The parental alienation syndrome (PAS) is a childhood disorder that arises almost exclusively in the context of child-custody disputes.  Its primary manifestation is the child’s campaign of denigration against a parent, a campaign that has no justification.  It results from the combination of a programming parent’s indoctrinations and the child’s own contributions to the vilification of the target parent.  

 See, The Parental Alienation Syndrome (Second Edition), by Dr. Richard A. Gardner, 1998, Creative Therapeutics, Inc., at xx.

This means PAS consists of two parts, (1) the child bad-mouthing the target parent without justification and (2) the alienating parent trying to program the child that the target parent is bad without justification.

Symptoms of PAS:

In addition to the above, PAS is defined by a number of symptoms evidenced by the child.  Those symptoms are:

  1. A campaign of denigration
  2. Weak, absurd, or frivolous rationalizations for the deprecation
  3. Lack of ambivalence
  4. The “independent-thinker” phenomenon
  5. Reflexive support of the alienating parent in the parental conflict
  6. Absence of guilt over cruelty to and/or exploitation of the alienated parent
  7. The presence of borrowed scenarios
  8. Spread of the animosity to the friends and/or extended family of the alienated parent

 See, The Parental Alienation Syndrome (Second Edition), by Dr.
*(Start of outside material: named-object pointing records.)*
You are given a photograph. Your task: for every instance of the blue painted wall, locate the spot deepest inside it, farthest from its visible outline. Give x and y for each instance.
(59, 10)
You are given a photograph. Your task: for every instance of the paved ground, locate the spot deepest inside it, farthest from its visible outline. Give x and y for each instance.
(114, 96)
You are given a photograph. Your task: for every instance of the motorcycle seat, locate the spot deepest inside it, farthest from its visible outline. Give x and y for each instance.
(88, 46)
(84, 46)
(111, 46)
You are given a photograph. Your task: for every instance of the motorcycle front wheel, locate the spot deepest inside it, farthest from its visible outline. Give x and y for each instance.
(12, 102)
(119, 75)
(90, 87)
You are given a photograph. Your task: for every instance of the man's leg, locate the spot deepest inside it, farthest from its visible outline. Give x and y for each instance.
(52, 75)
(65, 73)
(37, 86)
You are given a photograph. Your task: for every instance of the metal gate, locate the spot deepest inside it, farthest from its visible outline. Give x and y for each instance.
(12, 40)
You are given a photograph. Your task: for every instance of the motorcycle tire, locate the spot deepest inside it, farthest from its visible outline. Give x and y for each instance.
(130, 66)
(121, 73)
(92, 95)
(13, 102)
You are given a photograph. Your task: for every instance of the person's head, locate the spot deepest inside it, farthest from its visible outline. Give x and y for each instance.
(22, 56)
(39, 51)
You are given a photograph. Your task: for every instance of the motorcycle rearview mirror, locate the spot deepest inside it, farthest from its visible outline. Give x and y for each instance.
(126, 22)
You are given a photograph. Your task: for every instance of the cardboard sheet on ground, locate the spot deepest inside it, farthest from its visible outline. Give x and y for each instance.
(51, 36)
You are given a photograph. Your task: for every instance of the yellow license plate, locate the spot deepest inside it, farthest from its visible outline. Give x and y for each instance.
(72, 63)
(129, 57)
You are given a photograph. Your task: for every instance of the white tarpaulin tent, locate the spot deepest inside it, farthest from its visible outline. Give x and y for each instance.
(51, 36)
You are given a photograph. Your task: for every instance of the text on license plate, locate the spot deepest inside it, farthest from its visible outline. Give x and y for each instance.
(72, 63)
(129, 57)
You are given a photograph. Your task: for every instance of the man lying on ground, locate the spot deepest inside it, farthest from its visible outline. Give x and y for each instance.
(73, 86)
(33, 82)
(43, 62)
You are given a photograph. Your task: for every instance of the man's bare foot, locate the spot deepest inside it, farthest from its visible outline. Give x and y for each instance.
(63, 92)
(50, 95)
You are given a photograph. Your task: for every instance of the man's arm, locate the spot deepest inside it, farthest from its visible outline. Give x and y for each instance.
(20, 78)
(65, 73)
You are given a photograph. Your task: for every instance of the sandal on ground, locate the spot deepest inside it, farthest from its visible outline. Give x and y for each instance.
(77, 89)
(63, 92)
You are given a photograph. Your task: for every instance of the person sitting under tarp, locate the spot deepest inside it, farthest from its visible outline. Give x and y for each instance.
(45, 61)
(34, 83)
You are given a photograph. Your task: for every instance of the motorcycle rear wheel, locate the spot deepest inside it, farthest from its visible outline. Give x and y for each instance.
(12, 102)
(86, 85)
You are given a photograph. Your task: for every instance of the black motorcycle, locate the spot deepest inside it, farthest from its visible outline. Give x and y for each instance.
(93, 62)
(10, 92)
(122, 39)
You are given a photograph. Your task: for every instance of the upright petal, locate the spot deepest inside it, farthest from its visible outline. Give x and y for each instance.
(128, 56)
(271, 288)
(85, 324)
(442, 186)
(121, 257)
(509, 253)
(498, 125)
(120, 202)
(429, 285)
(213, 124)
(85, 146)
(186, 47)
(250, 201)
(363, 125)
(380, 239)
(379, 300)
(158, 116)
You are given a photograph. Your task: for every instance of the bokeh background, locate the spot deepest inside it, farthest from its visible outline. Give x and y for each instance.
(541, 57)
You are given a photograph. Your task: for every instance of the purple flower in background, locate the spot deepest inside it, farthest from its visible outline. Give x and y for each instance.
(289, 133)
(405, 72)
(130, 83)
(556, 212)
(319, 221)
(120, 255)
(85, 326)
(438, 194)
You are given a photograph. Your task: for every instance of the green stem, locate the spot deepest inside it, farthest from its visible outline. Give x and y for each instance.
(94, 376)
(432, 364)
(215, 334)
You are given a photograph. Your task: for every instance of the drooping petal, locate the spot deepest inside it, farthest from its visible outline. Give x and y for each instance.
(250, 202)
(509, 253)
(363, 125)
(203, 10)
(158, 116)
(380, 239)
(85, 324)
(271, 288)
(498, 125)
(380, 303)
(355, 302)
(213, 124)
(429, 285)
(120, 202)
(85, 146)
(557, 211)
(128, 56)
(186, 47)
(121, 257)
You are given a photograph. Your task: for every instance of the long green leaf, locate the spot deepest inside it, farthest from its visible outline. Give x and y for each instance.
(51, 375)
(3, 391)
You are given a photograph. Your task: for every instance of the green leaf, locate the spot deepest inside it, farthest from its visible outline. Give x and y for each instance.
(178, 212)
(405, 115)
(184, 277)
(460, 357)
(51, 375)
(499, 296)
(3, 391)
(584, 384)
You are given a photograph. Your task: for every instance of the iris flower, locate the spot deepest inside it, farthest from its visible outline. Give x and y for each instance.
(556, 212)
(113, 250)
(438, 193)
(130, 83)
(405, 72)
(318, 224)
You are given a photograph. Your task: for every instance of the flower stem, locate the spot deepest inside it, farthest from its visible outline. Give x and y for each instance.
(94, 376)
Richard A. Gardner, 1998, Creative Therapeutics, Inc., at xxv.

A couple of those symptoms are explained more fully below:

The first symptom, a campaign on denigration, is simply the child continuously discussing their hatred of the target parent or the imagined faults of the target parent, with weak or absurd reasons (second symptom) and lack of guild (sixth symptom).

Lack of ambivalence is the idea that one parent is all good while the other parent is all bad.
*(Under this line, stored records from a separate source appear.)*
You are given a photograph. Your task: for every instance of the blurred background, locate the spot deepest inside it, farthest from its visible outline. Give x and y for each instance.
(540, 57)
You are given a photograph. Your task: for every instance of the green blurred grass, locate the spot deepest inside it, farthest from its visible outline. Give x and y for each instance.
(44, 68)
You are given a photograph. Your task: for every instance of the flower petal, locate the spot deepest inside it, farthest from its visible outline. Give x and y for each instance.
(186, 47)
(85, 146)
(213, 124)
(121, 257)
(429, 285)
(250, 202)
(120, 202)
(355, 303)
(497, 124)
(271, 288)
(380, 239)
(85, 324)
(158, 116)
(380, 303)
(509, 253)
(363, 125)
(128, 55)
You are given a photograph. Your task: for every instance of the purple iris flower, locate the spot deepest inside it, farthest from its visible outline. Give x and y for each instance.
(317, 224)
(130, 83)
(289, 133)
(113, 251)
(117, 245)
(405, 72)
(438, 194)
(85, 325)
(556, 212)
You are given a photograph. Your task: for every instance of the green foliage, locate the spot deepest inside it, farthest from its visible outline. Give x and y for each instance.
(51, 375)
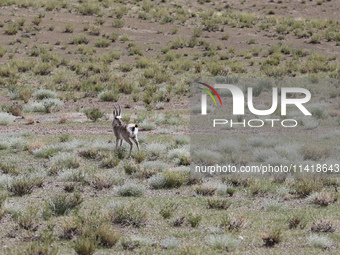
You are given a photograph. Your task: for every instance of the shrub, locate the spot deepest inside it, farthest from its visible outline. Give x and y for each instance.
(181, 153)
(274, 236)
(155, 149)
(34, 106)
(52, 104)
(325, 226)
(222, 242)
(322, 198)
(38, 247)
(168, 209)
(94, 114)
(130, 167)
(173, 179)
(205, 190)
(297, 220)
(65, 160)
(27, 218)
(106, 236)
(319, 241)
(118, 23)
(94, 30)
(108, 96)
(146, 125)
(101, 181)
(218, 204)
(42, 69)
(80, 39)
(131, 190)
(85, 246)
(2, 51)
(102, 42)
(128, 214)
(89, 9)
(225, 190)
(11, 29)
(62, 204)
(194, 220)
(110, 162)
(234, 223)
(6, 118)
(315, 152)
(70, 229)
(304, 186)
(169, 243)
(130, 244)
(157, 181)
(21, 185)
(68, 28)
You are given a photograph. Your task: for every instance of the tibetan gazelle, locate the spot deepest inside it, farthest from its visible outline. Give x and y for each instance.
(123, 130)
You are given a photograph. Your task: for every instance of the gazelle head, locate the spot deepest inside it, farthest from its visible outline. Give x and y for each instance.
(117, 116)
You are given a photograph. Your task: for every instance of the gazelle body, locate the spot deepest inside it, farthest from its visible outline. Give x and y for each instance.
(123, 130)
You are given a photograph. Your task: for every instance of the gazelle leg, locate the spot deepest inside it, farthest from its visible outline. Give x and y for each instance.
(129, 142)
(136, 142)
(117, 141)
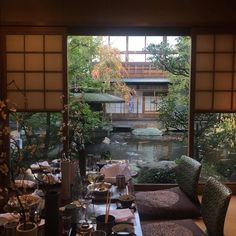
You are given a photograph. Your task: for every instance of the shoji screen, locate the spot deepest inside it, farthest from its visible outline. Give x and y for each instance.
(214, 72)
(35, 69)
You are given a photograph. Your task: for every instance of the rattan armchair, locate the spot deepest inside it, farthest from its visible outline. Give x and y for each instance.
(177, 202)
(215, 200)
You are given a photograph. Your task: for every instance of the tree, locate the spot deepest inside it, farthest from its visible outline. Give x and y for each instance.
(109, 70)
(174, 59)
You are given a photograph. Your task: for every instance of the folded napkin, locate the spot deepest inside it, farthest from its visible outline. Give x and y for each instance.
(44, 164)
(39, 165)
(9, 217)
(34, 166)
(24, 183)
(112, 170)
(122, 215)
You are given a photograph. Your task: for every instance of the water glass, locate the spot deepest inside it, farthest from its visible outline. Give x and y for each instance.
(66, 224)
(10, 228)
(98, 233)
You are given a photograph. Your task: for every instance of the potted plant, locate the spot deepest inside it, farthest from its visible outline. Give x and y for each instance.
(7, 171)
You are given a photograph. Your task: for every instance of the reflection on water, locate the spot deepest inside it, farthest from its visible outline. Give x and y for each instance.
(126, 146)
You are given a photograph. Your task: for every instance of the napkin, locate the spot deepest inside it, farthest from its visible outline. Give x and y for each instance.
(24, 183)
(44, 164)
(9, 217)
(122, 215)
(110, 171)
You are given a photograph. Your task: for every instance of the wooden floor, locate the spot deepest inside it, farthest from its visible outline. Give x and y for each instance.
(230, 221)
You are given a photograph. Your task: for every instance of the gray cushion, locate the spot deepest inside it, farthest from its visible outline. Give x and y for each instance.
(171, 228)
(166, 204)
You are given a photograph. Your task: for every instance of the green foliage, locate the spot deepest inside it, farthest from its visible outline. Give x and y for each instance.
(154, 176)
(39, 134)
(176, 60)
(82, 122)
(82, 53)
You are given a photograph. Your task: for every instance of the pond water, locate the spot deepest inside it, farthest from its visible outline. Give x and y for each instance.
(141, 149)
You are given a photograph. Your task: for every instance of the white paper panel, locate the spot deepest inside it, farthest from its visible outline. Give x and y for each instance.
(17, 98)
(222, 100)
(34, 62)
(224, 43)
(205, 43)
(234, 101)
(34, 81)
(223, 62)
(203, 100)
(15, 62)
(223, 81)
(53, 101)
(18, 79)
(34, 43)
(204, 62)
(53, 62)
(35, 100)
(53, 81)
(53, 43)
(15, 43)
(204, 81)
(234, 81)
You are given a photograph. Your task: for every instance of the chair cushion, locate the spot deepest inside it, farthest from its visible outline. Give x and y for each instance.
(166, 204)
(171, 228)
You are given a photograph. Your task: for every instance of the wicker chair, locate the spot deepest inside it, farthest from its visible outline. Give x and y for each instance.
(177, 202)
(215, 201)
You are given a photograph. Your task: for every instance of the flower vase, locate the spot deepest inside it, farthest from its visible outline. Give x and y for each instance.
(66, 179)
(29, 229)
(52, 213)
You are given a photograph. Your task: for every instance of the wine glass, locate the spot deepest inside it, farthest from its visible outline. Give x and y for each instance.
(85, 202)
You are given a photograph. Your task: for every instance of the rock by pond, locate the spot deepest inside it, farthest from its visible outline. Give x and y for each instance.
(147, 132)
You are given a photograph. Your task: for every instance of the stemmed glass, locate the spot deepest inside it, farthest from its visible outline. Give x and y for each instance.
(85, 202)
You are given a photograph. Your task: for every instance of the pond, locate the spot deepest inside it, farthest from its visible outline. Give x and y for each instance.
(141, 149)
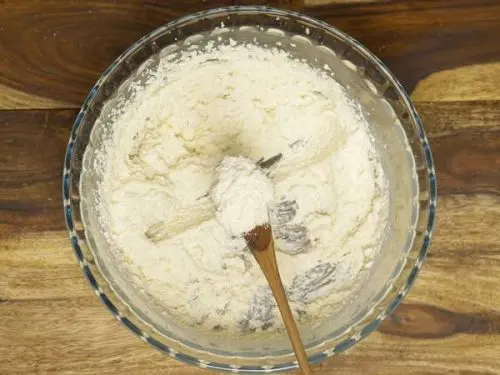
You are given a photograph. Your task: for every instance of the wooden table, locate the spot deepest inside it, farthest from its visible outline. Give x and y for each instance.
(445, 52)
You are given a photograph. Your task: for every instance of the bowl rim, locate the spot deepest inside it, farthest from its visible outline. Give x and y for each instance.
(189, 359)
Independent thinker phenomenon is when the child refers to the alienating parent’s expressions or ideas as their own.  An example would be repeated what a parent said about the other, “Daddy doesn’t care about us,” and claiming it as their own.

Presence of borrowed scenarios is when a child incorporates speeches of a parent as reasons for hating a parent.  Typically this are obvious as the statements would never come from a child’s mouth, either because they do not understand the words or would not understand the context/situation.

Problems with PAS:

First, PAS is commonly seen as ‘junk science.’  This diagnosis is still in the early stages of development and it has yet to be seen if PAS will become accepted by the scientific community.  What this means in the legal world is that attorneys are going to have a difficult time getting testimony and opinion about PAS specifically into  evidence.  I say specifically because while courts will address the actions of parents and the situations described as symptoms above, the court may not want to put it in the context of PAS.

Second, many times there is some justification, no matter how limited, for a child’s behavior.  The child may not want to go to a parent’s house because there was a bad experience in the past, or they will have to miss out on an activity they would otherwise enjoy.

Third, a parent may claim PAS only to flip the focus of the case from them to the other parent.  Courts are aware of this behavior, view PAS with scrutiny and often will re-focus on the parent alleging PAS if the court believes the claim unfounded.


Alleging PAS, while certainly an option, should only be done with extreme caution.  All of the underlying actions a parent takes that make up the allegation can be addressed without alleging PAS.  Many courts view PAS with skepticism and the alleging party may lose some credibility before even stepping into the courtroom.  With that in mind, and the relative newness of this diagnosis, parties should be cautious in trying to assert it in a child custody matter.  Keep in mind that there are many roads to the same destination or goal, and some are better than others.